I heard you had lost your beloved, the one of your dreams, the one who
clung to you in every challenge of conscience. You were both in
a scrappy sort of love. There was no perfect picture way to describe it.
But love had battled hard and it hit you deep and sharp when she
lost the last battle of life.

I reached through the blanket that separated us, I tried to find your heart.
I spoke words of sorrow, wrote odes of remembrance, but there
was no sound from your side, no response to the offer of consolation.
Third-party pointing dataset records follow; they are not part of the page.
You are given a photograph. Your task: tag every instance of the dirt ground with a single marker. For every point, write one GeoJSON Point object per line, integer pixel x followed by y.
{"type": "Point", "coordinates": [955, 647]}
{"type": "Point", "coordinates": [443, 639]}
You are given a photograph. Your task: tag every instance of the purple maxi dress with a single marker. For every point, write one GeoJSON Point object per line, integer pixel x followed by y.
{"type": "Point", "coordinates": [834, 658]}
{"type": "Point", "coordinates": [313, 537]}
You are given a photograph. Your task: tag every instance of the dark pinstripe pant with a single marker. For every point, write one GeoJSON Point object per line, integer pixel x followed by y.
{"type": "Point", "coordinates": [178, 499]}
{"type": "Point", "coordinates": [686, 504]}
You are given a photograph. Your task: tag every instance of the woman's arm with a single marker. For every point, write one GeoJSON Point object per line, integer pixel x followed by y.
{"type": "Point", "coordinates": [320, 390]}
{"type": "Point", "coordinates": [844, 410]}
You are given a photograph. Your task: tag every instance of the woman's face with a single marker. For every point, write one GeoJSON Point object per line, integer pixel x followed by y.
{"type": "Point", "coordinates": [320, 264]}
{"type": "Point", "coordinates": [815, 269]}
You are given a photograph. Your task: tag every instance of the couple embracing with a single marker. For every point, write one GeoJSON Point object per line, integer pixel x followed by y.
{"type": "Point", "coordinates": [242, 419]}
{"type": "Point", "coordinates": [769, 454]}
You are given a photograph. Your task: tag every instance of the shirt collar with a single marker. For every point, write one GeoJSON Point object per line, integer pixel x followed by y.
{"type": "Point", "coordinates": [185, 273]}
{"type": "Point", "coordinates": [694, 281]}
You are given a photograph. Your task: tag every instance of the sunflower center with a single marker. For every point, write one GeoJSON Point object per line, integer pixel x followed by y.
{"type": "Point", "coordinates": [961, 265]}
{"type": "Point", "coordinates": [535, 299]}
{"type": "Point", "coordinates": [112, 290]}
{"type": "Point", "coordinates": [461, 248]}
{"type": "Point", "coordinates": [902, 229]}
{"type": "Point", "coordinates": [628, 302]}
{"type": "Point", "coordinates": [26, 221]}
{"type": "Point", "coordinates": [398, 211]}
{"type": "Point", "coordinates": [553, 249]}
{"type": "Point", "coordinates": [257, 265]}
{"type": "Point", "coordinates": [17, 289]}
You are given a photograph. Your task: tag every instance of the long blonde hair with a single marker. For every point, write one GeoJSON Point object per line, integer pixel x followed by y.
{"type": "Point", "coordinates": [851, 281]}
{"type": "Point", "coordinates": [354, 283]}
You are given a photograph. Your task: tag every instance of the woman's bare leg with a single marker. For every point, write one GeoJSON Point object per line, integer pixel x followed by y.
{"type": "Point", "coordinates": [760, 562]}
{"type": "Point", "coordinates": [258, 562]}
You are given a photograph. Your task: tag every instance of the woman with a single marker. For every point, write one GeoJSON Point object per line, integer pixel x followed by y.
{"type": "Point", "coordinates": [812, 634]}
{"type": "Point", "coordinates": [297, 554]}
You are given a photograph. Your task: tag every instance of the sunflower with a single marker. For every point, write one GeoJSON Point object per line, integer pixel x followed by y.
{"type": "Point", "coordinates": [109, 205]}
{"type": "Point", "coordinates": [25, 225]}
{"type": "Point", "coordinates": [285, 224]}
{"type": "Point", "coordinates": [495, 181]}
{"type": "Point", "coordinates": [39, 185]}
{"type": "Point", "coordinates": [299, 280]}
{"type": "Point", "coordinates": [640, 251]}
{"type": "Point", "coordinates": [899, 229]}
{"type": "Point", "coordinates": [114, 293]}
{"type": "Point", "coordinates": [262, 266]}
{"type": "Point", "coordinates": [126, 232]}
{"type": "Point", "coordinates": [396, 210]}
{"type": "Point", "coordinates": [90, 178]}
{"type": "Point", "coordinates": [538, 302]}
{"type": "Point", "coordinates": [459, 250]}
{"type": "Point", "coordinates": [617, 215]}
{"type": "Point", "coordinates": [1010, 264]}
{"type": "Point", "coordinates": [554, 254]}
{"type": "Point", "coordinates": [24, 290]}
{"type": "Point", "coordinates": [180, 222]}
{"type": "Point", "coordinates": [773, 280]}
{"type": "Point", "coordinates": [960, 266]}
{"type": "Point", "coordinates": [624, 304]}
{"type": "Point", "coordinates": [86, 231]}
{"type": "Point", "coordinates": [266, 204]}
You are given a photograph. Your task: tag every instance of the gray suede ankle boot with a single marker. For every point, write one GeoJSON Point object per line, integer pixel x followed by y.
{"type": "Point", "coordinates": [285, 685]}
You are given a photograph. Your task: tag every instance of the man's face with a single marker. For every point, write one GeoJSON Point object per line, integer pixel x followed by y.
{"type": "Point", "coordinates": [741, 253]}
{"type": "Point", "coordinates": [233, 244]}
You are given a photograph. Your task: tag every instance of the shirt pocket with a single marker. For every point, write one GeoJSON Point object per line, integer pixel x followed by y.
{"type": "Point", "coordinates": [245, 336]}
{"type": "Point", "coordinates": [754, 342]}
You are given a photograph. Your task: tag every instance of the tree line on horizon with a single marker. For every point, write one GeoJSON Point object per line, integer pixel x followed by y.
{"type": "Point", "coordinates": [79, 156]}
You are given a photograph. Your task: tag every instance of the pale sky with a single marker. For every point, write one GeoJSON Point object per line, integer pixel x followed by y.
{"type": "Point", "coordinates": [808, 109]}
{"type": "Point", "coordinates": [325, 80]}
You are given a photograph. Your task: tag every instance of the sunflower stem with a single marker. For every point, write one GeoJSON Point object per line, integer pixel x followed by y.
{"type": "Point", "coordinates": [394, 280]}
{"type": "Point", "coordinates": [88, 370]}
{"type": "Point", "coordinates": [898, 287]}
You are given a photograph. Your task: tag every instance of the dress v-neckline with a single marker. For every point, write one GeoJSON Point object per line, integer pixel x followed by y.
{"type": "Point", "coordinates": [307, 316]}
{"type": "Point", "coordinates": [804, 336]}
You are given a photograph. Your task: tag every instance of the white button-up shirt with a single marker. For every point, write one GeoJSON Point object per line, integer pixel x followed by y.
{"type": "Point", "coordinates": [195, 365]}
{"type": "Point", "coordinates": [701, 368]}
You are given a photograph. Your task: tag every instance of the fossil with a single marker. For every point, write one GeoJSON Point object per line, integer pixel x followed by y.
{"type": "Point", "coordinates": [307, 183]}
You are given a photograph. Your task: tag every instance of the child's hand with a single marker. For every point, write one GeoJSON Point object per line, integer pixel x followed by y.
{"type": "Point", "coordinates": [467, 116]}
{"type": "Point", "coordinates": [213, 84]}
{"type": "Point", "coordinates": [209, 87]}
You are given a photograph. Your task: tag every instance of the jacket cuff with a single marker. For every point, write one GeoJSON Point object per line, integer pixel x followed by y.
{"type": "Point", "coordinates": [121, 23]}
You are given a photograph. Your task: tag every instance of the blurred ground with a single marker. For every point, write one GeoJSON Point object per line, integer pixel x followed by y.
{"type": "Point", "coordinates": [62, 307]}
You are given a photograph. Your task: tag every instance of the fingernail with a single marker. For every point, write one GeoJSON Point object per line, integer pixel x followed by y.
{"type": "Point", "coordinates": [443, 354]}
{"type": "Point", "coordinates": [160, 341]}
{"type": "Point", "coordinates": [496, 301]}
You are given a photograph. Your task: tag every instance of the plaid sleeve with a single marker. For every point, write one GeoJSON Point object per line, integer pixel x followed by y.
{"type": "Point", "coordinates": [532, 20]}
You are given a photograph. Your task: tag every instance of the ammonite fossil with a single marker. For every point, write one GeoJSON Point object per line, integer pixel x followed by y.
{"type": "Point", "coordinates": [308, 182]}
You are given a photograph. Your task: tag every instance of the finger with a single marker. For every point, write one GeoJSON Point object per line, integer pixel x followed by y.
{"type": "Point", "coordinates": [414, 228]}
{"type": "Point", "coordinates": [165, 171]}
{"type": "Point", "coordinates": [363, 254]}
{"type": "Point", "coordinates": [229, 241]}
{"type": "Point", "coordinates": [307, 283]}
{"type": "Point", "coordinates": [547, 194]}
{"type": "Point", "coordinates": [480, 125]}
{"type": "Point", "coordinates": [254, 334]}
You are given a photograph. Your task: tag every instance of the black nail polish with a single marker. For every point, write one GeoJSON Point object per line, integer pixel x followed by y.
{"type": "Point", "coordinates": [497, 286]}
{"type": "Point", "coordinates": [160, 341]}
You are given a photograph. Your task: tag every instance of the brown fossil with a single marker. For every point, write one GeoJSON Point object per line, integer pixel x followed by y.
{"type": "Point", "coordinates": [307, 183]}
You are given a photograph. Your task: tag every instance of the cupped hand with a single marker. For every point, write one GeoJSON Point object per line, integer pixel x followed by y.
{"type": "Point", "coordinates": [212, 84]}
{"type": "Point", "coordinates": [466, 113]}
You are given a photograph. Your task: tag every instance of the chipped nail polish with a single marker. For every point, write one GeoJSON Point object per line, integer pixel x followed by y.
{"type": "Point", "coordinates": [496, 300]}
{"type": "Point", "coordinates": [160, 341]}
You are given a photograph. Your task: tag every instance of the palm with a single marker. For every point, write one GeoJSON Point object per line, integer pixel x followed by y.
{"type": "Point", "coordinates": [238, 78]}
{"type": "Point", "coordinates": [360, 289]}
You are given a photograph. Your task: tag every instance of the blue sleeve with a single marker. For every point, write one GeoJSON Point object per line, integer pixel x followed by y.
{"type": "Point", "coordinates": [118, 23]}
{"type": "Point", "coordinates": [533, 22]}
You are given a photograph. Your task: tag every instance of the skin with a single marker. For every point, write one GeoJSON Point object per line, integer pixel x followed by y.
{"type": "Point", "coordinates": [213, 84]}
It is an uneasy peace the relies on silence. It begs the questions
we never asked.

I am still here, and you are still there. Who knows how much
longer we have. Let us walk to the coffee shop around 2,
let ourselves be seen in public, and recount the ways we had
walked together so often we knew the route by heart. And
if the silence is because of me, I will beg your forgiveness. And
If it is due to you, all I offer are my hands outstretched to
the same friend I knew those many years ago. Our
lattes were hot, so we took them outside and walked along
the river. And there, the blanket was blown away by a
swift breeze that caught us by surprise.